Introducing... Emily Wurramara | Songlines
Thursday, January 30, 2025

Introducing... Emily Wurramara

By Jane Cornwell

On her latest album the rising Anindilyakwa star channels trauma, ancestral knowledge and togetherness. “It’s a community-driven record”, she declares

Emily Wurramara ARIAS2024 Credit JESS GLEESON

Emily Wurramara (photo: Jess Gleeson)

Last December, 28-year-old singer-songwriter Emily Wurramara became the first Indigenous Australian to win the Best Adult Contemporary Album gong at the ARIA Awards, Australia’s version of the Brits. The prize – given for her current second release NARA, a word meaning ‘nothing’ in her native Anindilyakwa language – was not before time. First Nations artists have long been a force to be reckoned with in Australia, a country with a famously poor stance towards its original inhabitants.

Indeed, Wurramara’s single ‘Lordy Lordy’ is a hook-laden electro-pop tune that addresses such endemic racism: ‘Lordy, lordy, what do we do now? I burn, it’s black, it’s blinding red’, she sings in her big soul voice, referencing the “No” result in the historic 2023 constitutional referendum – which failed to enshrine an Indigenous presence at Parliament – and colours in the Australian Aboriginal flag. Multi-awarded, critically acclaimed, on the brink of a national tour that includes two high-profile slots at WOMADelaide, Wurramara is becoming a figurehead for her (Indigenous Australian) generation.

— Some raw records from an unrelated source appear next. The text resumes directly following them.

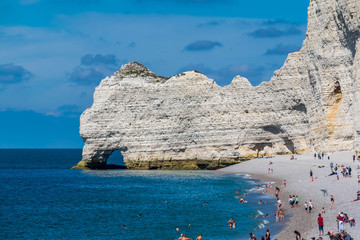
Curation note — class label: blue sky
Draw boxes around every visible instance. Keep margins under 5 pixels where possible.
[0,0,309,148]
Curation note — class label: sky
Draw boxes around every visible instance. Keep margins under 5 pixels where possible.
[0,0,309,148]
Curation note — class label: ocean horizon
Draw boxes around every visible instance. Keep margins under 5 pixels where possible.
[0,149,281,240]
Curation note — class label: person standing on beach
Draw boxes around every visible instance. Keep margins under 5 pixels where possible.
[279,208,285,222]
[337,212,345,232]
[249,233,256,240]
[309,199,313,213]
[318,213,324,236]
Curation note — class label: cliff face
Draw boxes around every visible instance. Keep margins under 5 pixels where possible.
[77,0,360,169]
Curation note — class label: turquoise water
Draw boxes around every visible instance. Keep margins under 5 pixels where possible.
[0,149,279,240]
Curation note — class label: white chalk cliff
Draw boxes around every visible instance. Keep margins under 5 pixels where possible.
[77,0,360,169]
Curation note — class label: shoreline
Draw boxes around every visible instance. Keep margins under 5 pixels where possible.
[216,152,360,239]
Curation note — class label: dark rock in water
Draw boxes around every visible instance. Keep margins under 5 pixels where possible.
[77,0,360,169]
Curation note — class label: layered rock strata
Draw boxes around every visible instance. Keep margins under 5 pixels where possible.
[77,0,360,169]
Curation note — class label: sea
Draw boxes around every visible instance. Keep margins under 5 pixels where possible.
[0,149,281,240]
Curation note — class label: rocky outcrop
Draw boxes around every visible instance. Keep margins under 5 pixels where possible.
[73,0,360,169]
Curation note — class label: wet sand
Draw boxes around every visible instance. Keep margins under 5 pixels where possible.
[217,152,360,240]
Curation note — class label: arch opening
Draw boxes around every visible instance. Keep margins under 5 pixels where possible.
[106,150,127,169]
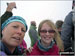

“It’s part of our law, ancestrally, to pass on our knowledge and make the space for [those that come] after us”, says the mother-of-one. “To continue telling the stories that our ancestors have told for 65,000 years. These different phrases of our lives are portals of emotional and physical existence.”

Born in Groote Eylandt, an island off the Northern Territory, raised in Brisbane and based in Tasmania, Wurramara has built a career on being raw, honest and outspoken. NARA’s catchy soul-pop tunes in English and Anindilyakwa tell soul-baring stories of family history and lived experiences, her creativity nurtured by an extended family of, variously, women who passed down cultural lore, songmen who sang in [her Indigenous] language and musicians who performed in community bands. While her 2016 EP Black Smoke, which included the grooving ‘Ngayuwa Nalyelyingminama Nungua’ (“The most beautiful way you can say ‘I love you’ in my culture”), and her folky 2018 debut Milyakburra marked her out as an artist to watch, it’s NARA that is elevating her to national treasure status.

The album’s 12 powerful, emotional songs span themes including trauma, tragedy and recovery. The heartfelt ‘Midnight Blues’ draws from 2017, a tumultuous year in which she gave birth, suffered postnatal depression and twice attempted to take her own life. Then there’s the album’s title, which she had tattooed on her arm after her Meanjin/Brisbane home and belongings were taken by a house fire: “I was watching everything burn from across the road and felt a sort of release”, she’s said. “It made me reorganise my priorities and what I thought was important in my life.”

Creating NARA helped her process her trauma, aided by a three-week retreat at a studio in Larrakia country (Darwin) with co-producer Kuya James and with friends and relatives, including her younger brother, vocalist Arringarri (guesting on the fierce, fabulous ‘STFAFM’), popping in and out.

“It’s a community-driven record”, says Wurramara, whose mother and several cousins appear in the music video for ‘Lordy Lordy’, which features Gumbaynggirr man Tasman Keith. “That comes through on the whole record, this feeling of connection.”